Essa formação jurídica e a disciplina pessoal aprendidas na Inglaterra iriam acompanhar seu método de argumentação e organização política.
O despertar sul-africano (1893–1914): racismo, organização e a invenção da satyagraha
Sem conseguir se firmar como advogado na Índia, Gandhi aceitou em 1893 um contrato na África do Sul, onde viveu por 21 anos. Ali, enfrentou a estrutura legal de discriminação contra indianos (e, de modo ainda mais brutal, contra negros africanos).
Foi nesse contexto que ele articulou sua comunidade, formou associações e experimentou um novo método de luta: a satyagraha, literalmente “força da verdade” – uma forma de resistência ativa e disciplinada, que confronta leis injustas sem recorrer à violência, mas aceitando as consequências da desobediência. Entre 1906 e 1914, campanhas de satyagraha contra medidas humilhantes (como registros compulsórios) resultaram em prisões em massa e negociações.
Essa escola prática forjou o dirigente que voltaria à Índia em 1915 com um repertório pronto para transformar um movimento.
Nos primeiros anos na África do Sul, Gandhi fez registros e declarações hoje amplamente criticados como racistas em relação aos africanos negros (uso do termo pejorativo “kaffir”, entre outros). Isso mostra um líder em evolução, não isento de contradições: sua visão foi sendo desafiada e ampliada ao longo do tempo. Entender o contexto não é justificar – é problematizar uma trajetória complexa. – Al Jazzira
A volta à Índia (1915–1919): da construção social ao primeiro choque com o Raj
Gandhi retorna à Índia e inicia aquilo que chamaria de “programa construtivo”: reorganizar o tecido moral e econômico de baixo para cima – khadi (fio e tecido locais), melhoria sanitária, educação básica, combate à intocabilidade, cooperação intercomunitária. Para ele, a independência política (swaraj) exigia autonomia social e econômica.
Em 1919, a aprovação dos Rowlatt Acts – que permitiam prisões sem julgamento – detonou protestos nacionais. Gandhi chamou um hartal (greve/férito cívico), ensaiando o primeiro grande confronto com o poder imperial no subcontinente.
Não-cooperação e autolimites (1920–1922): ética como estratégia
Em 1920, começa o Movimento de Não-Cooperação: boicote a tecidos britânicos, escolas, tribunais e honrarias, e renúncia a cargos. Milhões aderiram, mas Gandhi insistia em disciplina e não-violência. Em fevereiro de 1922, após a violência em Chauri Chaura, ele suspendeu a campanha – um gesto que frustrou muitos, mas que revela seu princípio: o meio (não-violência) não podia ser sacrificado ao fim (independência). Em março de 1922, foi preso por “sedição” e condenado a seis anos, dos quais cumpriu cerca de dois.

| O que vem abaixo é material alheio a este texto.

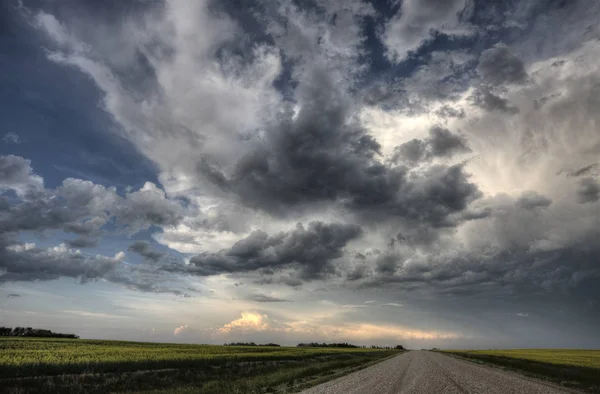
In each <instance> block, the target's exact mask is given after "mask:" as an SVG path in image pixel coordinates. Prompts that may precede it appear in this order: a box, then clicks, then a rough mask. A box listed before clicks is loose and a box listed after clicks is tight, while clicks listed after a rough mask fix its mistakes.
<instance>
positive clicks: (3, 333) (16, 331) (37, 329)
mask: <svg viewBox="0 0 600 394" xmlns="http://www.w3.org/2000/svg"><path fill="white" fill-rule="evenodd" d="M0 336H3V337H42V338H72V339H77V338H79V336H78V335H75V334H61V333H58V332H52V331H50V330H44V329H41V328H31V327H15V328H10V327H0Z"/></svg>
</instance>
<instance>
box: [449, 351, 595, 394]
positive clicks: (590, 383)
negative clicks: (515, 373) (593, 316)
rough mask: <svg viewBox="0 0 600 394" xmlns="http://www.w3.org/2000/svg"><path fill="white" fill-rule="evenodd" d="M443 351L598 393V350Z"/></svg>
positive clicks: (593, 392)
mask: <svg viewBox="0 0 600 394" xmlns="http://www.w3.org/2000/svg"><path fill="white" fill-rule="evenodd" d="M444 352H445V353H450V354H453V355H456V356H459V357H463V358H467V359H470V360H471V361H476V362H483V363H489V364H494V365H498V366H501V367H503V368H506V369H510V370H514V371H518V372H521V373H524V374H526V375H528V376H533V377H536V378H540V379H545V380H549V381H552V382H554V383H558V384H560V385H563V386H565V387H570V388H576V389H579V390H583V391H586V392H590V393H600V350H577V349H507V350H445V351H444Z"/></svg>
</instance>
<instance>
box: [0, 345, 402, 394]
mask: <svg viewBox="0 0 600 394" xmlns="http://www.w3.org/2000/svg"><path fill="white" fill-rule="evenodd" d="M0 350H3V352H0V353H1V354H0V387H1V389H0V391H1V392H2V393H12V394H23V393H57V392H60V393H111V392H112V393H115V392H119V393H121V392H122V393H134V392H135V393H204V394H213V393H215V394H216V393H291V392H297V391H300V390H302V389H305V388H307V387H310V386H312V385H314V384H318V383H322V382H324V381H326V380H329V379H332V378H336V377H338V376H341V375H344V374H346V373H350V372H353V371H355V370H357V369H361V368H364V367H366V366H369V365H372V364H374V363H376V362H379V361H382V360H384V359H386V358H388V357H392V356H395V355H397V354H399V353H400V352H398V351H393V350H390V351H377V350H369V349H323V348H303V349H298V348H290V347H280V348H275V347H274V348H256V347H254V348H248V347H238V348H236V347H229V346H227V347H224V346H206V345H171V344H149V343H134V342H114V341H83V340H76V341H65V340H59V341H56V340H43V341H41V340H28V339H23V340H17V341H0Z"/></svg>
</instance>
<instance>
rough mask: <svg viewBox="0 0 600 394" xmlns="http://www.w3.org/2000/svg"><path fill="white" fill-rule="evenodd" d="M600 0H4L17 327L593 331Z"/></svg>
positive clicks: (518, 344) (113, 330)
mask: <svg viewBox="0 0 600 394" xmlns="http://www.w3.org/2000/svg"><path fill="white" fill-rule="evenodd" d="M599 21H600V2H597V1H593V0H574V1H559V0H530V1H516V0H513V1H487V0H397V1H392V0H389V1H385V0H384V1H374V2H369V1H360V0H348V1H341V0H311V1H298V0H294V1H293V0H267V1H233V0H225V1H214V0H197V1H185V0H171V1H159V0H148V1H142V0H129V1H116V0H114V1H91V0H89V1H68V0H65V1H45V0H32V1H14V0H7V1H3V2H2V3H1V5H0V325H5V326H32V327H38V328H48V329H51V330H53V331H58V332H73V333H76V334H79V335H80V336H82V337H84V338H102V339H126V340H144V341H161V342H165V341H173V342H189V343H224V342H230V341H254V342H276V343H281V344H289V345H293V344H296V343H298V342H307V341H318V342H323V341H327V342H332V341H335V342H339V341H347V342H351V343H356V344H365V345H370V344H378V345H385V344H390V345H391V344H397V343H401V344H403V345H405V346H407V347H413V348H418V347H454V348H466V347H468V348H477V347H485V348H487V347H595V348H597V347H599V346H600V330H599V327H600V286H598V283H599V281H600V241H599V240H600V63H599V62H598V59H599V58H600V22H599Z"/></svg>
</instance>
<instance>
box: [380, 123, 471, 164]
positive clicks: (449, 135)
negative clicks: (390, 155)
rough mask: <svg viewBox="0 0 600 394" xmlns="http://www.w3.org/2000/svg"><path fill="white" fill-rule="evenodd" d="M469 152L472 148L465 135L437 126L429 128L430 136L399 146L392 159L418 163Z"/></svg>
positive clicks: (409, 162)
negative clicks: (463, 136) (461, 135)
mask: <svg viewBox="0 0 600 394" xmlns="http://www.w3.org/2000/svg"><path fill="white" fill-rule="evenodd" d="M468 152H471V149H470V148H469V147H468V145H467V141H466V140H465V138H464V137H462V136H460V135H456V134H453V133H452V132H451V131H450V130H448V129H445V128H442V127H439V126H436V127H433V128H431V130H429V138H426V139H422V140H420V139H413V140H411V141H409V142H406V143H404V144H402V145H400V146H397V147H396V148H395V149H394V155H393V156H392V160H393V161H396V162H397V161H399V160H400V161H406V162H409V163H414V164H418V163H420V162H422V161H428V160H431V159H433V158H437V157H440V158H441V157H452V156H453V155H455V154H460V153H468Z"/></svg>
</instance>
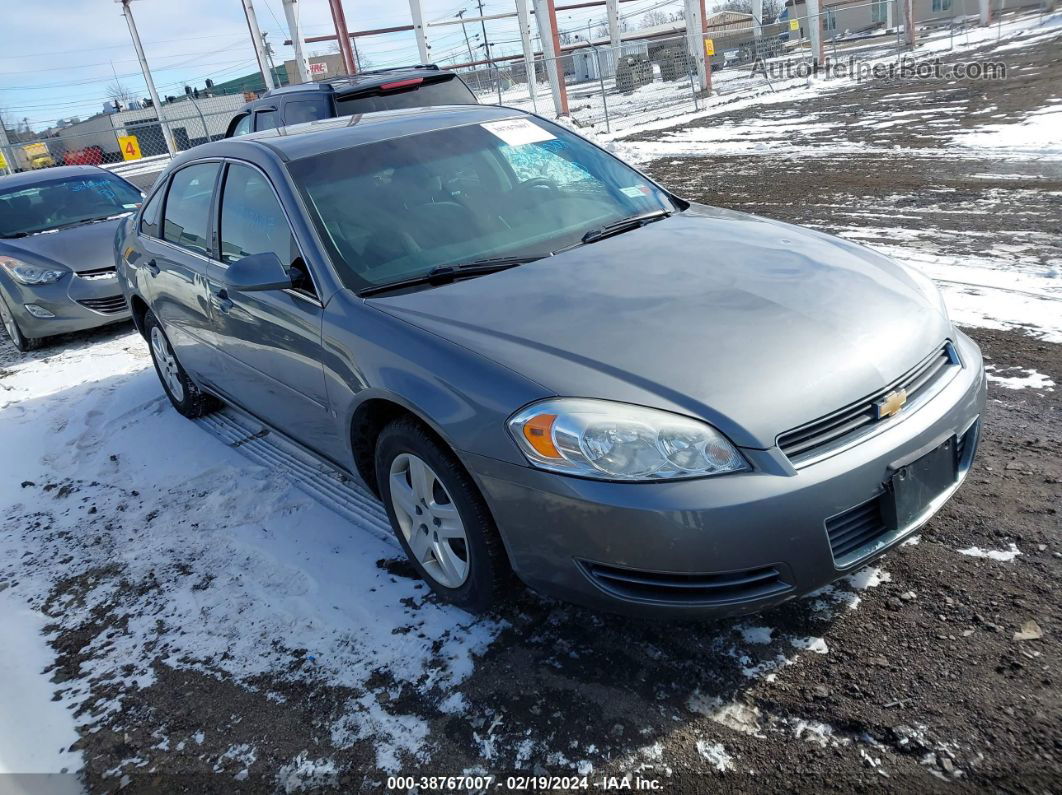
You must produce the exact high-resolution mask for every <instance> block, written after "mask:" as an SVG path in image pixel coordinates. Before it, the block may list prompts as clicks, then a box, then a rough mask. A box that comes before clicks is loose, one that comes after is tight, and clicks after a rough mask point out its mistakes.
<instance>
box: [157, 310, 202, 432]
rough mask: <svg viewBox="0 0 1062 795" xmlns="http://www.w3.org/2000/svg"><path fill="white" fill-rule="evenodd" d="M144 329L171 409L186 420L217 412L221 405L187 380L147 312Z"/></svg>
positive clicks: (166, 335) (169, 342)
mask: <svg viewBox="0 0 1062 795" xmlns="http://www.w3.org/2000/svg"><path fill="white" fill-rule="evenodd" d="M143 326H144V336H147V338H148V347H149V349H150V350H151V361H152V362H154V364H155V373H157V374H158V380H159V381H161V383H162V390H164V391H165V392H166V396H167V397H168V398H169V399H170V402H171V403H173V408H174V409H176V410H177V412H179V413H181V414H183V415H184V416H186V417H188V418H189V419H195V418H196V417H202V416H203V415H204V414H209V413H210V412H212V411H215V410H217V409H218V408H219V407H220V405H221V403H220V401H219V400H218V399H217V398H216V397H213V396H212V395H207V394H206V393H205V392H203V391H202V390H200V387H199V386H196V385H195V383H194V382H193V381H192V380H191V379H190V378H189V377H188V374H187V373H186V371H185V368H184V367H182V366H181V362H178V361H177V357H176V353H174V352H173V347H172V346H171V345H170V340H169V338H168V336H167V335H166V332H165V331H164V330H162V326H161V325H160V324H159V322H158V319H157V318H156V317H155V315H153V314H152V313H151V312H148V313H147V314H145V315H144V324H143Z"/></svg>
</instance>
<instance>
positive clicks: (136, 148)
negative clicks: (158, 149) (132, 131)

“Hind Swaraj” (1909) e a filosofia política de Gandhi: civilização, autogoverno e limites ao maquinismo
Publicado em 1909, “Hind Swaraj (Indian Home Rule)” é o manifesto em que Gandhi expõe sua crítica à “civilização moderna” e ao maquinismo desumanizador, propondo uma independência que é, antes de tudo, autodomínio ético e autossuficiência comunitária.
Não é um convite ao atraso, mas um alarme contra a transformação de pessoas em engrenagens. Muitos críticos o consideram idealista demais; mas o texto moldou sua visão do que seria uma Índia livre, com simplicidade voluntária, descentralização e responsabilidade cívica.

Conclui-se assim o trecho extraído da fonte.